It might surprise many to learn that one of America’s most beloved landscape artists trained his eye for the sea, surf, and sky on the front lines of the nation’s deadliest struggle.
Winslow Homer, whose famous windswept scenes viscerally evoke the rocky Maine coastline where he spent his later life, began his career in New York City newsrooms as a freelance illustrator for popular journals and periodicals. In 1861 the young, largely self-taught art correspondent made the first of three trips to the front to sketch the Civil War for the pages of Harper’s Weekly.
It was a fruitful time in the world of journalism for those with a talent for drawing what they saw. Photography’s time-consuming process and cumbersome equipment made it inefficient in the field. And publishers, eager to capture the conflict for their readers not only with words but with true-to-life images, turned to artists such as Homer for help.

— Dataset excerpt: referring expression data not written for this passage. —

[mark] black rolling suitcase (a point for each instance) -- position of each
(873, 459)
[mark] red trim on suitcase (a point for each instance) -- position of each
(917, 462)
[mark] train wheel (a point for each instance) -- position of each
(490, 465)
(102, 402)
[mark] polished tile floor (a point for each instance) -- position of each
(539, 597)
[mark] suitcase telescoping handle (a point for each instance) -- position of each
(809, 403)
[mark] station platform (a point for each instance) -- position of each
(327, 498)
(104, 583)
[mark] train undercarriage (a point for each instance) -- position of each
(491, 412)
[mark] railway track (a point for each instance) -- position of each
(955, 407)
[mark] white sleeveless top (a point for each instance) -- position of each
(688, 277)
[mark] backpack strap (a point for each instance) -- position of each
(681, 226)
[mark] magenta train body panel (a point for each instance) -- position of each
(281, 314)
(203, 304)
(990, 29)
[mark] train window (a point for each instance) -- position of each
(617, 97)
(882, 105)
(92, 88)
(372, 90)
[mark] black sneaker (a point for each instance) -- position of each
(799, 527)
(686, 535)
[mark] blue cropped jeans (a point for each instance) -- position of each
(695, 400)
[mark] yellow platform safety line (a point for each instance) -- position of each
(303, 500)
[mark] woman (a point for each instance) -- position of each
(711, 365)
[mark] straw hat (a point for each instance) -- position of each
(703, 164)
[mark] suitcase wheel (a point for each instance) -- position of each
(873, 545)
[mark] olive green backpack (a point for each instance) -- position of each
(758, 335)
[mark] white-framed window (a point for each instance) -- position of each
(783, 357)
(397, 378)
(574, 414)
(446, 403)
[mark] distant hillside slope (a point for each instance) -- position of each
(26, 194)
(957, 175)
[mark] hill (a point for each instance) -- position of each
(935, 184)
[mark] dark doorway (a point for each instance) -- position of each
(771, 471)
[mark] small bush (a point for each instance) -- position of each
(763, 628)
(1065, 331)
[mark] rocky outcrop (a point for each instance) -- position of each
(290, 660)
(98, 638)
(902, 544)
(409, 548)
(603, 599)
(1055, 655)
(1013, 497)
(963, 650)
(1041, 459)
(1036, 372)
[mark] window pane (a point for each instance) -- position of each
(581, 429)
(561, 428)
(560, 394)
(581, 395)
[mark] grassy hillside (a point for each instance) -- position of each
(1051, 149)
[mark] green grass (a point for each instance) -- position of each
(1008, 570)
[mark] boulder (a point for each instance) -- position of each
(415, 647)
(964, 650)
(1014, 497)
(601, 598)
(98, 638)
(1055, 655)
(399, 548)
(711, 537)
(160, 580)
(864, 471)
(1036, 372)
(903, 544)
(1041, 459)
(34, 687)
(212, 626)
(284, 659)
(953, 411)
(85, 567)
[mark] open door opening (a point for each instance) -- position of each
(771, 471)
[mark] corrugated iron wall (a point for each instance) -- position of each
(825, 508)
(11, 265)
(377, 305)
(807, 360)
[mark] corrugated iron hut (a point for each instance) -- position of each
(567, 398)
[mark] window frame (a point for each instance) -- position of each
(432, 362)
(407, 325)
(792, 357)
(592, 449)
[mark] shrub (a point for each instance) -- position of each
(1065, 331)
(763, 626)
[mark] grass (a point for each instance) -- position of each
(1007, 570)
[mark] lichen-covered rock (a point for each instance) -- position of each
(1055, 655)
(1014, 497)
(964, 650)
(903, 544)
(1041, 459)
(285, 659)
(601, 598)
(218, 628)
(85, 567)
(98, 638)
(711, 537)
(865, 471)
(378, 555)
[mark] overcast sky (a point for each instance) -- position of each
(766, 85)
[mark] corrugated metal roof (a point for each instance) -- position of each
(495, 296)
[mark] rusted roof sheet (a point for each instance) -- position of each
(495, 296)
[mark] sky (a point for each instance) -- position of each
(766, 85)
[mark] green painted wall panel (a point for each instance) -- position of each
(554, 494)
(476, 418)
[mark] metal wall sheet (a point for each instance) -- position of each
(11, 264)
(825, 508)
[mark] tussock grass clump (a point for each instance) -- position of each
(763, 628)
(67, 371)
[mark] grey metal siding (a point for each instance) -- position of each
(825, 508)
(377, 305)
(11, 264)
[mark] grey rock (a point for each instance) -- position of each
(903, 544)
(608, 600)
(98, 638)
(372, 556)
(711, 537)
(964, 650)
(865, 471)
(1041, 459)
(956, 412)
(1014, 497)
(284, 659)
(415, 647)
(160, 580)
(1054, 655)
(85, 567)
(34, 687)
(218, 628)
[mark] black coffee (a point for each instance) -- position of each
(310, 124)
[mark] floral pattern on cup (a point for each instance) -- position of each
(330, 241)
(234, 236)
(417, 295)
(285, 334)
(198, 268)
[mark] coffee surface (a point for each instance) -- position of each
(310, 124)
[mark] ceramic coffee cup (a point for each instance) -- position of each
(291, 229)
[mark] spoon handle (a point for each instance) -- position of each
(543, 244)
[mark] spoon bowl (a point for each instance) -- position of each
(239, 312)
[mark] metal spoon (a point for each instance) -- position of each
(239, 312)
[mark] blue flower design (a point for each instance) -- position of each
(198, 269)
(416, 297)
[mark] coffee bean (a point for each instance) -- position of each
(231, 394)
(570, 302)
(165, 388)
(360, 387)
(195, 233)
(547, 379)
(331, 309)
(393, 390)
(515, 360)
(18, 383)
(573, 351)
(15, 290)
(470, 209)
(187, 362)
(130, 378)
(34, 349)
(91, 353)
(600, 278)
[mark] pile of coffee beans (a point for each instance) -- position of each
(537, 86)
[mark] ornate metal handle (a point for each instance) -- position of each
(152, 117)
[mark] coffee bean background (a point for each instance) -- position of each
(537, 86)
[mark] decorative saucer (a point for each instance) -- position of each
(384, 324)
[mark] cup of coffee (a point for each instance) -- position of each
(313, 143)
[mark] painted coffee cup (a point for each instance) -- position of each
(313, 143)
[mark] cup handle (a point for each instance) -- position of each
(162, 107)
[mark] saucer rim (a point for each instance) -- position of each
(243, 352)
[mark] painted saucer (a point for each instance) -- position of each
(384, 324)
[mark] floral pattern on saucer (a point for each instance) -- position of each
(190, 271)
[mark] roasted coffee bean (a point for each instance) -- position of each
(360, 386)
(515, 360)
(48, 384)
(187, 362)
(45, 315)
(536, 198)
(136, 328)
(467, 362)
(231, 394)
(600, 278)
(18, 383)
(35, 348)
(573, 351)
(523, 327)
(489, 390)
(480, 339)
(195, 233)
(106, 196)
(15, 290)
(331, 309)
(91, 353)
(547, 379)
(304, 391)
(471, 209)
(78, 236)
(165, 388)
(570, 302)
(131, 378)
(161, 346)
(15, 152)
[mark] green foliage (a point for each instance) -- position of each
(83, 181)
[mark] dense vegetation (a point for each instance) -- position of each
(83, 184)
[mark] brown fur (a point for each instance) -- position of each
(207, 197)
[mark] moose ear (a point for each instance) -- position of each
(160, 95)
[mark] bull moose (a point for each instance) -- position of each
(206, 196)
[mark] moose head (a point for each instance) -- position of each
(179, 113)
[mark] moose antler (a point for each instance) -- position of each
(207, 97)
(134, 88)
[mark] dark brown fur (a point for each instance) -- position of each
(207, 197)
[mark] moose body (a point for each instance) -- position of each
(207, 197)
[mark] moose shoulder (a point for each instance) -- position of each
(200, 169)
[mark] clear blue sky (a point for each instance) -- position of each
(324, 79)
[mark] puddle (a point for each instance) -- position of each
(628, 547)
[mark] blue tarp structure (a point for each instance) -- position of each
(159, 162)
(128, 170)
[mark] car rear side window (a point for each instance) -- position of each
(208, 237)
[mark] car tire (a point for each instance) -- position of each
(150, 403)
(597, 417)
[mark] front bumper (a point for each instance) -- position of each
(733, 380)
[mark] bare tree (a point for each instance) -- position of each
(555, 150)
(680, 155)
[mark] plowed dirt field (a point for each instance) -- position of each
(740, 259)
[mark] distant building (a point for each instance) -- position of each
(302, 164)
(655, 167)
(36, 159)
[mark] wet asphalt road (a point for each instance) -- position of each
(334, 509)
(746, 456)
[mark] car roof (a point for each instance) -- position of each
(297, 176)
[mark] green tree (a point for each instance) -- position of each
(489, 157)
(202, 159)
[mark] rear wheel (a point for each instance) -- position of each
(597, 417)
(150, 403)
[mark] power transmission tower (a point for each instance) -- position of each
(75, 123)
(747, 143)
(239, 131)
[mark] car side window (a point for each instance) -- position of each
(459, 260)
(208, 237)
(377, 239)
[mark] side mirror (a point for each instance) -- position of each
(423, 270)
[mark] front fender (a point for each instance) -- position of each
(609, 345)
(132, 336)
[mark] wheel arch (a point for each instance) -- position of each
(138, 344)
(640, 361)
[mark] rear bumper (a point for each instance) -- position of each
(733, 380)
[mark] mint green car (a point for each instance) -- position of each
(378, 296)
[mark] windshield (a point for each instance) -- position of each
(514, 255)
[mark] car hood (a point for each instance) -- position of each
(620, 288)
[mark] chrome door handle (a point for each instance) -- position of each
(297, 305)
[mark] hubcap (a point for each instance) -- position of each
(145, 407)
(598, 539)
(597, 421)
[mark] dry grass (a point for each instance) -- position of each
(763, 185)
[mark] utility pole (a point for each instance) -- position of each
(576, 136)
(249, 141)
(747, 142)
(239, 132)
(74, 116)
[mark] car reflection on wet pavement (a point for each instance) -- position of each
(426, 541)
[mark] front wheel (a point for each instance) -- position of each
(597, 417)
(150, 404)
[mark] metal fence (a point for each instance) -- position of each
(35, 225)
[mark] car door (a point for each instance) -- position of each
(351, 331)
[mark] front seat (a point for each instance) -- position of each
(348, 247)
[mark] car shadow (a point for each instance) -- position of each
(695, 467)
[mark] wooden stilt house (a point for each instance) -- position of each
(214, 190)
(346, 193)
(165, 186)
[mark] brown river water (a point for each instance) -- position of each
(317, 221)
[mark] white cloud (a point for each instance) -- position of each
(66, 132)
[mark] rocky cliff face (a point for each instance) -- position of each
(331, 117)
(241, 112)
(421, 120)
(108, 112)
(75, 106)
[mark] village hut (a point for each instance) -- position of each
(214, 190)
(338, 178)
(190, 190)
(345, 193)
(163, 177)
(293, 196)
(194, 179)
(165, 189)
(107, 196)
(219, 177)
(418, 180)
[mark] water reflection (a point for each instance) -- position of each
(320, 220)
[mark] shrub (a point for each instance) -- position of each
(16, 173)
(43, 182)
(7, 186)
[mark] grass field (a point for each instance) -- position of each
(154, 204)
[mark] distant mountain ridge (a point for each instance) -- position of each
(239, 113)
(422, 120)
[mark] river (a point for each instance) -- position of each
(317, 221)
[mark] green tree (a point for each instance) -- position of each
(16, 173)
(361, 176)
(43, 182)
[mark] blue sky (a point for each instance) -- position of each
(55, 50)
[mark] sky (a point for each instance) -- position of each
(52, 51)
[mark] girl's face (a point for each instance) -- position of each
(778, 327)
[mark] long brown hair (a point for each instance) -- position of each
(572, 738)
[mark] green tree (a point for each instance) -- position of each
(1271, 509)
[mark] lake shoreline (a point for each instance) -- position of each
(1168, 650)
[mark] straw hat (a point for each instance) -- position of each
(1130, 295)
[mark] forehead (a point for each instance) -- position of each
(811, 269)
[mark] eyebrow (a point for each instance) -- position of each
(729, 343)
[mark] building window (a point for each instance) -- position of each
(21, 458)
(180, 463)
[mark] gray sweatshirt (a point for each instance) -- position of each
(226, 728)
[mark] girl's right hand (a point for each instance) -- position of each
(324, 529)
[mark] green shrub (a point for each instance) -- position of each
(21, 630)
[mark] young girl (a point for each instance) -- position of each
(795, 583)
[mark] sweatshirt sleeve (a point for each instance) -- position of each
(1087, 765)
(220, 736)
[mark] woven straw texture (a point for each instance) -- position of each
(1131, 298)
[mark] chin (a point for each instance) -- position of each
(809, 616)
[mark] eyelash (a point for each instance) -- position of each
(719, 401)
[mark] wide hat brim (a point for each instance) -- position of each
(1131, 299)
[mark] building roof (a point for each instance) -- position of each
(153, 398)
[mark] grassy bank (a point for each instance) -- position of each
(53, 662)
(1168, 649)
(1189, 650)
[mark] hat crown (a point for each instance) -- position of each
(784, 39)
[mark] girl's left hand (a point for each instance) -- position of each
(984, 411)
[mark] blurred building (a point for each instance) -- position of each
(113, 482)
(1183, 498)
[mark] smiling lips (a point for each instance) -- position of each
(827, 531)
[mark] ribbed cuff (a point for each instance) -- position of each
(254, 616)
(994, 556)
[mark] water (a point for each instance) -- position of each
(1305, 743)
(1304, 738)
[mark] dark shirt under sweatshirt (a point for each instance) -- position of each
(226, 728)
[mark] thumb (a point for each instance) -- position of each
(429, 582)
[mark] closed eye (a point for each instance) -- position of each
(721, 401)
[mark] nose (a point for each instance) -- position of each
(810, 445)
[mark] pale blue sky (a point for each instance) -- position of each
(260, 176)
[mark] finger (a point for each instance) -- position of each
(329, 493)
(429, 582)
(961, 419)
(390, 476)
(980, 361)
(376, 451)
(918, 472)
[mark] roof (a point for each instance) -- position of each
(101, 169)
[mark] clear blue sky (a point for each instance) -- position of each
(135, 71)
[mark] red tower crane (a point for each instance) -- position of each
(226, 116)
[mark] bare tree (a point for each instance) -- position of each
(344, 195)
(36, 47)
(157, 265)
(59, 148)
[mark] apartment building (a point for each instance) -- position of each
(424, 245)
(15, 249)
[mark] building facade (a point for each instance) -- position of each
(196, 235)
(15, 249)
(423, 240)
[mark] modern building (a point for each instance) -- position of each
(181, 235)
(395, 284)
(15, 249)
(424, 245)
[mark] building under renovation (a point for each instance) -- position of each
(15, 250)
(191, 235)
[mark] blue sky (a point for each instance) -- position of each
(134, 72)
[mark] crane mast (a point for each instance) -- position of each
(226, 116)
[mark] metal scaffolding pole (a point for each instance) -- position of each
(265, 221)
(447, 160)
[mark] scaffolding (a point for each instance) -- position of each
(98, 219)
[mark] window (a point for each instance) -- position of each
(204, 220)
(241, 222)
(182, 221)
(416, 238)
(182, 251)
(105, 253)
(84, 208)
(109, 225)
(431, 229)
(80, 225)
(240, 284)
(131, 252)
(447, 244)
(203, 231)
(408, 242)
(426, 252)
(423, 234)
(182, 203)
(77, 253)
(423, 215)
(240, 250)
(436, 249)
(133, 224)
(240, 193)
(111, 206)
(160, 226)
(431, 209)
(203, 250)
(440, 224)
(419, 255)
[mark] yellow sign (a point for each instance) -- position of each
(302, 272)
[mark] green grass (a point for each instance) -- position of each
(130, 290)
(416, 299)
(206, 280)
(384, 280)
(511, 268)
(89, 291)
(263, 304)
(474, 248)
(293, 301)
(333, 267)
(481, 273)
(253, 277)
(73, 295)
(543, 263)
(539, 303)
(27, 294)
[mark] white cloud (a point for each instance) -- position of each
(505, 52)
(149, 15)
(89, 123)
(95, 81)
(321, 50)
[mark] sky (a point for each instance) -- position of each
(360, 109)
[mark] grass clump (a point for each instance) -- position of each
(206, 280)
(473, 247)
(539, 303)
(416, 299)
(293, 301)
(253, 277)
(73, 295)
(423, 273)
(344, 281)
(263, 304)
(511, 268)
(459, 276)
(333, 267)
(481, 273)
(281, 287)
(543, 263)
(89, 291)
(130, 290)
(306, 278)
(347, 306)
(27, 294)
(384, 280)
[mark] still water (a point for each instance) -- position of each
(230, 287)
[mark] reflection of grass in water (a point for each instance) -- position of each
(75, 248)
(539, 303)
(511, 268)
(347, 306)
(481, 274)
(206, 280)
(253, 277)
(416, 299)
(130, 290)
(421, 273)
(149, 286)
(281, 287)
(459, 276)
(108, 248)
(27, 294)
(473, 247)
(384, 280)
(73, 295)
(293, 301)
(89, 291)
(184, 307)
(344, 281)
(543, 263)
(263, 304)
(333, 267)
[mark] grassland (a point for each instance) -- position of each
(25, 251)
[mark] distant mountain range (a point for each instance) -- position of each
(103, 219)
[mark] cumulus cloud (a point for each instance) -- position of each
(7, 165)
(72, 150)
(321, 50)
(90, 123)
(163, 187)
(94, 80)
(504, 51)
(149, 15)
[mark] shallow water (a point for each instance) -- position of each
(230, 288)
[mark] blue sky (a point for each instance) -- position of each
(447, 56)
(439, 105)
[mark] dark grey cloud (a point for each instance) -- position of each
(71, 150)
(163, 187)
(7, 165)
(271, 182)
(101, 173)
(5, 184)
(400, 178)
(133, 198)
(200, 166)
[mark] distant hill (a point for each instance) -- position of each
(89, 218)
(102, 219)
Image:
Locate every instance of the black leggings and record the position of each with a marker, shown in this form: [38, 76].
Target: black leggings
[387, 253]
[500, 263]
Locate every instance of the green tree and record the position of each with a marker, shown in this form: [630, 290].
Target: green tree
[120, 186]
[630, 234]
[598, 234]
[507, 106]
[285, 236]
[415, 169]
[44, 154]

“Winslow Homer: Eyewitness,” on view at the Harvard Art Museums through Jan. 5, 2020, traces how the artist’s experience as an observer tasked with accurately documenting the conflict helped shape his career and informed much of his later output. Throughout his work in a range of media, the Boston-born Homer often returned to the visual devices and motifs he had honed on the battlefield, depicting his subjects’ every small detail in order to convey an exact place, event, or time of day.